The words Dog Breed Info with the letter D inside of a black paw print

The Hagen-Renaker Figurines

For your enjoyment only. This is my own personal vintage dog figurine collection. They are not for sale.

Topdown view of a collection of dog figurines.

Aside from the Goebel dog figurines, another one of my favorites are those made by Hagen-Renaker, Inc. I think what attracts me to them is the way they are life-like in their appearance and their size. The ones I like to collect are just tiny little things, which means they do not take up a lot of space, leaving you room to collect more of them! I remember collecting them as a kid and they are still around today. A lot of the dogs and other miniature animals would, and still do, come on a card. The instructions say to soak the card in water to remove it. I remember buying these little dogs and excitedly going home to soak the card to get it off of the figurine. Removing the card does not lessen the value of the figurine. The only thing the card does is verify it is an original Hagen to an amateur collector. Some of the cards also contain the dates the piece was made and/or the list price, which is sometimes interesting when looking at the vintage pieces.

A Little History

The Hagen-Renaker company was founded in Culver City, California in 1945. It all started in the garage inside the home of Maxine and John Renaker. John Renaker had set up their first kiln by hooking up a garden hose from the family gas stove to the kiln in the garage. Maxine worked in sales and was the company’s first designer. Starting a company in one’s garage is difficult these days considering all of the permits and licenses one must now obtain. Those were the good old days for mom and pop businesses. The couple made hand-painted dishes that were signed HR Calif.

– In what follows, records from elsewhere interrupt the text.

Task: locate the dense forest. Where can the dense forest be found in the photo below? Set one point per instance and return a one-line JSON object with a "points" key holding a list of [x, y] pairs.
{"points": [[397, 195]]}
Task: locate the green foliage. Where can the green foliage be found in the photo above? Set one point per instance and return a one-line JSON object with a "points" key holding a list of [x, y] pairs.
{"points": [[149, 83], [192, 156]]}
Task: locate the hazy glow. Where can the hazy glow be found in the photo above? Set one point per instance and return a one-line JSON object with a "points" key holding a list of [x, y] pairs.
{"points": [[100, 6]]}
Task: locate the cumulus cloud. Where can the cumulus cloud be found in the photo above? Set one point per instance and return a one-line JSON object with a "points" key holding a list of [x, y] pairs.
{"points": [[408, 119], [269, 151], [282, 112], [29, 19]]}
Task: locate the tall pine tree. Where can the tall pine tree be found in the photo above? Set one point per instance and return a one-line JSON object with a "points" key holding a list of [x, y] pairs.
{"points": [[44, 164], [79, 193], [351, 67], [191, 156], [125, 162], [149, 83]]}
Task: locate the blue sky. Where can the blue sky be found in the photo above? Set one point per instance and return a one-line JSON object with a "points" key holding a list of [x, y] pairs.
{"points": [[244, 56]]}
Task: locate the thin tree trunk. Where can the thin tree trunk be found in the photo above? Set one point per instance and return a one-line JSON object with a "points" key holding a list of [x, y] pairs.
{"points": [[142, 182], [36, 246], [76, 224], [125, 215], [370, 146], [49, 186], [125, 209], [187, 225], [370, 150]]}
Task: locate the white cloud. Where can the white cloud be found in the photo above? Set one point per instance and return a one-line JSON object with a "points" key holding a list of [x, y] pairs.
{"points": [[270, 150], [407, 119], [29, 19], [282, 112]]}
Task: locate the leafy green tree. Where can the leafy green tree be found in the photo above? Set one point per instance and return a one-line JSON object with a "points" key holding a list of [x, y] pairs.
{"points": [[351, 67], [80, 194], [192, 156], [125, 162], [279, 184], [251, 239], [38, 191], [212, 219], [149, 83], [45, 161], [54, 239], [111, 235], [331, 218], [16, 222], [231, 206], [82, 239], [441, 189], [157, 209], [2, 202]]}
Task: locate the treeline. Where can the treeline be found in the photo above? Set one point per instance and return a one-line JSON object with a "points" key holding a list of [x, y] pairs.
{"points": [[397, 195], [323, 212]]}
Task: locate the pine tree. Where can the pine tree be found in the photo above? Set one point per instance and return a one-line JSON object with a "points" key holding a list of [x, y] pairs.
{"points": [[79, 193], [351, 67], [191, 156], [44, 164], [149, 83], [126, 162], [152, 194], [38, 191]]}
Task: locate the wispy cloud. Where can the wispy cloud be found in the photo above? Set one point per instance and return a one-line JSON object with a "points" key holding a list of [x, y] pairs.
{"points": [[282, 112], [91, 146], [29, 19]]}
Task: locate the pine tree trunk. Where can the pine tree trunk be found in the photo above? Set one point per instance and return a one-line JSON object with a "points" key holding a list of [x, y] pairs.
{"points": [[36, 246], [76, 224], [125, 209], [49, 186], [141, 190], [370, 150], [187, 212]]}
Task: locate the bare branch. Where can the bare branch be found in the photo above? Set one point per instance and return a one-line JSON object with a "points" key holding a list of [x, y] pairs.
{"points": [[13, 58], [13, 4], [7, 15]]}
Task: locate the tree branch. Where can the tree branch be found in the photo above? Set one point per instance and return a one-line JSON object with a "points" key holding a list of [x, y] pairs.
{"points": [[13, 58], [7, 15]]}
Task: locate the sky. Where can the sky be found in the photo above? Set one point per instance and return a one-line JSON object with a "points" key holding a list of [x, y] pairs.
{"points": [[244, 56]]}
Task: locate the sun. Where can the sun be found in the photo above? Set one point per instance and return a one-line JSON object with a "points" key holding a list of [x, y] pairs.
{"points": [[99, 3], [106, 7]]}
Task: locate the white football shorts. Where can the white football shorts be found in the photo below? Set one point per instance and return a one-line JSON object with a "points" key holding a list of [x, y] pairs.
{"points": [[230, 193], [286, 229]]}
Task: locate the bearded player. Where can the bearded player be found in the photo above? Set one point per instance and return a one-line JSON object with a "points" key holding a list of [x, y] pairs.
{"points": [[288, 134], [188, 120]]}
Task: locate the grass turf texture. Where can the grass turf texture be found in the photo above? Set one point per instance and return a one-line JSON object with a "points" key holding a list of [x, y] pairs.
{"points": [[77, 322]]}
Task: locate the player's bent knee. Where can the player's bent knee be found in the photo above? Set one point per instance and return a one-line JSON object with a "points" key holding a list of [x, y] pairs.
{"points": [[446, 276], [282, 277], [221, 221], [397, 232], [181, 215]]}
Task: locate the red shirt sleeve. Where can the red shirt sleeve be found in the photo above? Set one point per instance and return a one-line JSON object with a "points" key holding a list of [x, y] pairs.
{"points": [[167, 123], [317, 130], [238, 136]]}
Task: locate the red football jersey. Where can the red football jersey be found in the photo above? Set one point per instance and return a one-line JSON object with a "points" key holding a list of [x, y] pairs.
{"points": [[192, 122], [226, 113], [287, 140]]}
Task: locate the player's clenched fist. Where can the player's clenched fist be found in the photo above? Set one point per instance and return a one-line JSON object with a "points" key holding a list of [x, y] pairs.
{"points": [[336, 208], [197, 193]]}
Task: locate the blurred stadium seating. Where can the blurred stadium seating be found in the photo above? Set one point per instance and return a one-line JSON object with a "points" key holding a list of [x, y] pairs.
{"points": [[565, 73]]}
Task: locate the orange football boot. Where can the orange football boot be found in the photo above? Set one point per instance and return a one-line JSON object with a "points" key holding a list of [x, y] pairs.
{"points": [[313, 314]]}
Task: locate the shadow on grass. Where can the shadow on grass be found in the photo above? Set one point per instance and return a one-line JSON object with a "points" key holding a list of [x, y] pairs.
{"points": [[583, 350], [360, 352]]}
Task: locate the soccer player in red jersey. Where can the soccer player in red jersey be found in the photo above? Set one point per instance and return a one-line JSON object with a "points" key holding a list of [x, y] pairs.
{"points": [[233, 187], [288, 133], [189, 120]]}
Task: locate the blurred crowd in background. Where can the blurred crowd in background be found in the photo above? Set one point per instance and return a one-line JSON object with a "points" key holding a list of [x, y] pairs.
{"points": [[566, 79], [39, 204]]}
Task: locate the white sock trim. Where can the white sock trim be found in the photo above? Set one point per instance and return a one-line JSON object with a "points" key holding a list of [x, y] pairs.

Maxine's dad, who everyone called Ole Hagen was a carpenter and with the help of his brother Arne, built John and Maxine their first building, along with an apartment to work out of. The company was named Hagen-Renaker in honor of all of their help.

In 1946 they moved their company to the new building in Quonset Hut in Monrovia, California. They began making butter pats, plates and shadow boxes. Two years later they started producing miniature animal figurines that quickly became very popular. It came about when Maxine had made a small duck. She was a Camp Fire Girls leader and made it for the kids. John decided to add it to the order sheet and to his pleasure it sold and there started the lines of many different animal figurines. A lot of people like to collect the horses. I personally like the dogs.

In 1952 they came out with a Designers Workshop line (DW) of larger animal figurines, run by Bill Nicely and Nell Bortells, which are highly collectable to this day. This line was later re-named the Pedigree line, which started in 2005. This line is a bit larger than the minis. The minis are my favorite.

From 1955 to1960 they made over 100 different Disney figurines, miniature size and larger.

All of the Hagen pieces are hand painted so they do vary in their looks. The size of their animal figurines would also vary slightly. As a mold was used over and over again the pieces it produced would grow in size. A single mold will last for about 25 pieces before it was replaced, as the details would become less apparent.

The U.S. pottery business came into troubled times in the late 1950s to early 1960s. Even with all of Hagens’ new lines the company was struggling. They had come out with the Arizona Flagstone pieces, which were brightly decorated with primitive animals similar to cave drawings, the Little Horribles, Black Bisque animals and Zany Zoo pieces. Yet with all of these new pieces they could not compete with the Japanese market.

The right side of a Cocker Spaniel figurine painted with Aurasperse paint. The figurine has small black circles for eyes.

They even tried cutting costs by using Aurasperse paint, which does not have to be fired in a kiln. However this strategy did not last long as the paint washed off and scratched easily. The company was forced to close down for a while but was able to open back up in 1966 in San Dimas, California.

In the 1980s they made large Designers Workshop pieces, Freeman McFarlin pieces, Specialty lines and Stoneware.

Sadly Maxine Renaker passed away at the age of 89 on July 17, 2003. John Renaker decided to retire leaving the company to their daughter, Susan Nikas. It is still up and running in San Dimas, CA, USA.

Their animal lines remain their most popular. They currently make a lot of specialty dog lines, which is what I like to collect, although I think all of their animals are fantastic.

They currently are the only manufacturer of miniature ceramic animals left in the United States.